Sidang yang melibatkan sekelompok profesor universitas yang mengatakan upaya pemerintah untuk mendeportasi individu karena pandangan anti-Israel mereka dimaksudkan untuk membatasi kebebasan berbicara politik, akan ditutup dengan argumen pada hari Senin.


Pada hari Kamis, hakim juga mengatakan bahwa untuk menemukan bahwa seseorang telah mendukung Hamas, itu "harus sesuatu yang lebih" daripada kritik terhadap Israel atau dukungan terhadap Palestina.


Selama persidangan dua minggu, agen Keamanan Dalam Negeri dan pimpinan dalam departemen tersebut telah bersaksi tentang bagaimana DHS bekerja sama dengan Departemen Luar Negeri untuk menyelidiki individu yang mungkin melanggar perintah eksekutif dari Presiden Donald Trump tentang antisemitisme.


Menurut kesaksian dari agen DHS, Departemen Luar Negeri telah merujuk individu — terkadang melalui daftar yang disusun oleh organisasi pihak ketiga — yang mereka inginkan agar diteliti oleh Penyelidik Keamanan Dalam Negeri.


Penelitian tersebut, menurut kesaksian, melibatkan pengumpulan informasi tentang apa yang dikatakan atau ditulis oleh masing-masing mahasiswa dan profesor mengenai Israel dan Palestina. Salah satu cara analis melakukan penelitian ini adalah dengan melakukan pencarian Google terhadap orang-orang yang dirujuk oleh Departemen Luar Negeri.


Laporan kemudian dibuat untuk ditinjau dan dikirim ke Departemen Luar Negeri jika ada cukup informasi sehingga Menteri Luar Negeri dapat menentukan apakah kehadiran seseorang di AS dapat menimbulkan konsekuensi buruk terhadap kebijakan luar negeri, menurut kesaksian.

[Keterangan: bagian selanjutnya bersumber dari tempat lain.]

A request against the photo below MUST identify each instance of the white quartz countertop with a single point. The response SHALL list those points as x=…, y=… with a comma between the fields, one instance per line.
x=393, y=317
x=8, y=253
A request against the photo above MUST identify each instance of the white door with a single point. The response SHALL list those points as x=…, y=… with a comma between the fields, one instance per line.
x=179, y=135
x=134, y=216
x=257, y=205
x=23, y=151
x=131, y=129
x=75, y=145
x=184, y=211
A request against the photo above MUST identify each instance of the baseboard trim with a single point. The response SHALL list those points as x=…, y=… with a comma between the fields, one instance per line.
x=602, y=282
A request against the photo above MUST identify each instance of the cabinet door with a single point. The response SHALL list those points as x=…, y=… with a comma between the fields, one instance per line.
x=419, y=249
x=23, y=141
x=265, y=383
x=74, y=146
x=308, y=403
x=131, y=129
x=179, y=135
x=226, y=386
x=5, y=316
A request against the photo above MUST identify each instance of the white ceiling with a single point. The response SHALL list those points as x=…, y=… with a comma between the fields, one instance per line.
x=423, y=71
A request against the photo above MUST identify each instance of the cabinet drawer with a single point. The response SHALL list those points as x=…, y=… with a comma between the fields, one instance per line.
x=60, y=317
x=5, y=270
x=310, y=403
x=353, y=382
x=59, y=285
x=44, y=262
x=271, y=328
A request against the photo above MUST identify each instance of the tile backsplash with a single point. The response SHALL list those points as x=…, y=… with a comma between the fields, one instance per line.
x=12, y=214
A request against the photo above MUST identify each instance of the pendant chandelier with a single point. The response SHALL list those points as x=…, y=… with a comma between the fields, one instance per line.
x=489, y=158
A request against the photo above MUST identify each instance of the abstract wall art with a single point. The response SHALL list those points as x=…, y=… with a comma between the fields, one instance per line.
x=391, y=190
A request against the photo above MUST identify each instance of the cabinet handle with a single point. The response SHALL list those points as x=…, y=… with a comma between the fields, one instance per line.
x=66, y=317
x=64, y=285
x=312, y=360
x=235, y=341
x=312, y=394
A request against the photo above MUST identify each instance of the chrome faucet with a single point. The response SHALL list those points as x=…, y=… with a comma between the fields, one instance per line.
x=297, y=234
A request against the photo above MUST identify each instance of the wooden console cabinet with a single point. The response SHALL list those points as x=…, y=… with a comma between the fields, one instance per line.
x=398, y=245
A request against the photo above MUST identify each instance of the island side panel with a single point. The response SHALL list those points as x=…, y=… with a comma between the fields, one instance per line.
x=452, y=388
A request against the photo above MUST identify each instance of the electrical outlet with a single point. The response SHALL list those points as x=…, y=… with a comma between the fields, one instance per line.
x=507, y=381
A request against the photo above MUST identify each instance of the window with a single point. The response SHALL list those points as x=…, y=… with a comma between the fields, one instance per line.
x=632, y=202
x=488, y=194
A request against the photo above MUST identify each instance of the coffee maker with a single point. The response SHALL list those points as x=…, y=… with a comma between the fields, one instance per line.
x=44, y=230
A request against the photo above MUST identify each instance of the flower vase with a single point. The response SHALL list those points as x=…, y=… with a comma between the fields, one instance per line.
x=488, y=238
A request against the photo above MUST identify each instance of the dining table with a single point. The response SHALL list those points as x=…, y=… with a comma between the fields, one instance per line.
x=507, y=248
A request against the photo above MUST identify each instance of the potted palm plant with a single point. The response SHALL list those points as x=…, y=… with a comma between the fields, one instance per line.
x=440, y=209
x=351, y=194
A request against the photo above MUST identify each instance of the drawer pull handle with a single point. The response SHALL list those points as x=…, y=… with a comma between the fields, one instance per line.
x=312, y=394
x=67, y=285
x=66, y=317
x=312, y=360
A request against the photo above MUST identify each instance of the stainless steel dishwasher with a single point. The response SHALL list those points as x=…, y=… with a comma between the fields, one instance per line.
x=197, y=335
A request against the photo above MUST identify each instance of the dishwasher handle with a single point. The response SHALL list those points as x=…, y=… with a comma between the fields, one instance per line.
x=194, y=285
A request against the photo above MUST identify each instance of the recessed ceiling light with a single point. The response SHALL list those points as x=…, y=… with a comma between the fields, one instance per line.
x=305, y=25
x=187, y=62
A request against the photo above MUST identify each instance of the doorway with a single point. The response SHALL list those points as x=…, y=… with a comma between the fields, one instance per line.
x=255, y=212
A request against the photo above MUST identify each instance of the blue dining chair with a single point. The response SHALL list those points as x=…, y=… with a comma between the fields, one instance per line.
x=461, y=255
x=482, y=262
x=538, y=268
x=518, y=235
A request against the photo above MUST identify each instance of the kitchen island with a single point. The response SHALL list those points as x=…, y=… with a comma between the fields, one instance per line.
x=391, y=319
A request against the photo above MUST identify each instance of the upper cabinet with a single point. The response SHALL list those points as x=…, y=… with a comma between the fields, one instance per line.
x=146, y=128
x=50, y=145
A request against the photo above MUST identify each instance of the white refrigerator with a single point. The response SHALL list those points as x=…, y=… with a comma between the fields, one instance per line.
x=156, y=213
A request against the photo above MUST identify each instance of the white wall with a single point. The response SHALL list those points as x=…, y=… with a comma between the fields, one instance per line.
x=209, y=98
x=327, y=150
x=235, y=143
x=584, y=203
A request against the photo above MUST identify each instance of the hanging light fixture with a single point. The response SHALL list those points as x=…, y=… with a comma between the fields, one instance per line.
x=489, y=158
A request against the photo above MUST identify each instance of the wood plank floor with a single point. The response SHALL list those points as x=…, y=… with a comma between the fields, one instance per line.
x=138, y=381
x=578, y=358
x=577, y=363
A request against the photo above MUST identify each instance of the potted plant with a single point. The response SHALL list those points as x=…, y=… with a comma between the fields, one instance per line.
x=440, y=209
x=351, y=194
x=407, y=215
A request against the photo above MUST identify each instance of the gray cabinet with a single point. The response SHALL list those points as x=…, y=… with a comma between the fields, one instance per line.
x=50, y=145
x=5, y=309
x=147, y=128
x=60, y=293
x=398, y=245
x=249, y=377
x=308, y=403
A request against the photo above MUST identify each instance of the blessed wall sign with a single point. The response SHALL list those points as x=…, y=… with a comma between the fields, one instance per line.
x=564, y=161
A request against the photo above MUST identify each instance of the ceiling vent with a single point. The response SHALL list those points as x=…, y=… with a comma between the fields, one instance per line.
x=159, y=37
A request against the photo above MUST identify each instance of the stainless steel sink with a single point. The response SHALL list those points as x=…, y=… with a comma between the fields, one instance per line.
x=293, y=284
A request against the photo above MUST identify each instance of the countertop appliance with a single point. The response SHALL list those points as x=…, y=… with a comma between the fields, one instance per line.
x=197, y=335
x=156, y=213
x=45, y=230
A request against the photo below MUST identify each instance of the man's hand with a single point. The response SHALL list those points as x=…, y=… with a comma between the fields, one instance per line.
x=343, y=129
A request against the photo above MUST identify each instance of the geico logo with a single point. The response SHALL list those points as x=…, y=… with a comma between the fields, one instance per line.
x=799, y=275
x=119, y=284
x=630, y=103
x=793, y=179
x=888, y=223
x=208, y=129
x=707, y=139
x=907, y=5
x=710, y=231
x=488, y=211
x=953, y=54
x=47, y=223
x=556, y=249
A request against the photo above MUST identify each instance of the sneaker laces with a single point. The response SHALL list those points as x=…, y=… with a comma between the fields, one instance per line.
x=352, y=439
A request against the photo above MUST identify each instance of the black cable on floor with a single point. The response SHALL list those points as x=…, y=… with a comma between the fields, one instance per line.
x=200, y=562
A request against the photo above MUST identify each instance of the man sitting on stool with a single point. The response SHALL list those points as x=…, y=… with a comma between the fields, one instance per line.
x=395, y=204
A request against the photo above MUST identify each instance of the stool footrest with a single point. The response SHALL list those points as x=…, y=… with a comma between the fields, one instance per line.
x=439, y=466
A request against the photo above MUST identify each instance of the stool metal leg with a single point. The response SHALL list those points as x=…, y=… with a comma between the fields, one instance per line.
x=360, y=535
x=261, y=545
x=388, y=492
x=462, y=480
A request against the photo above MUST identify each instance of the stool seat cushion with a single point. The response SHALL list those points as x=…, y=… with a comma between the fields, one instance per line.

Pemerintahan Trump telah menggunakan proses ini untuk mencabut visa beberapa mahasiswa dan profesor di AS yang telah menyatakan pandangan anti-Israel dan sedang berupaya mendeportasi mereka. Beberapa di antaranya yang ditahan termasuk mahasiswa doktoral Universitas Tufts, Rümeysa Öztürk, yang ditahan selama enam minggu dan opini anti-Israelnya telah dilaporkan kepada agen HSI oleh Departemen Luar Negeri.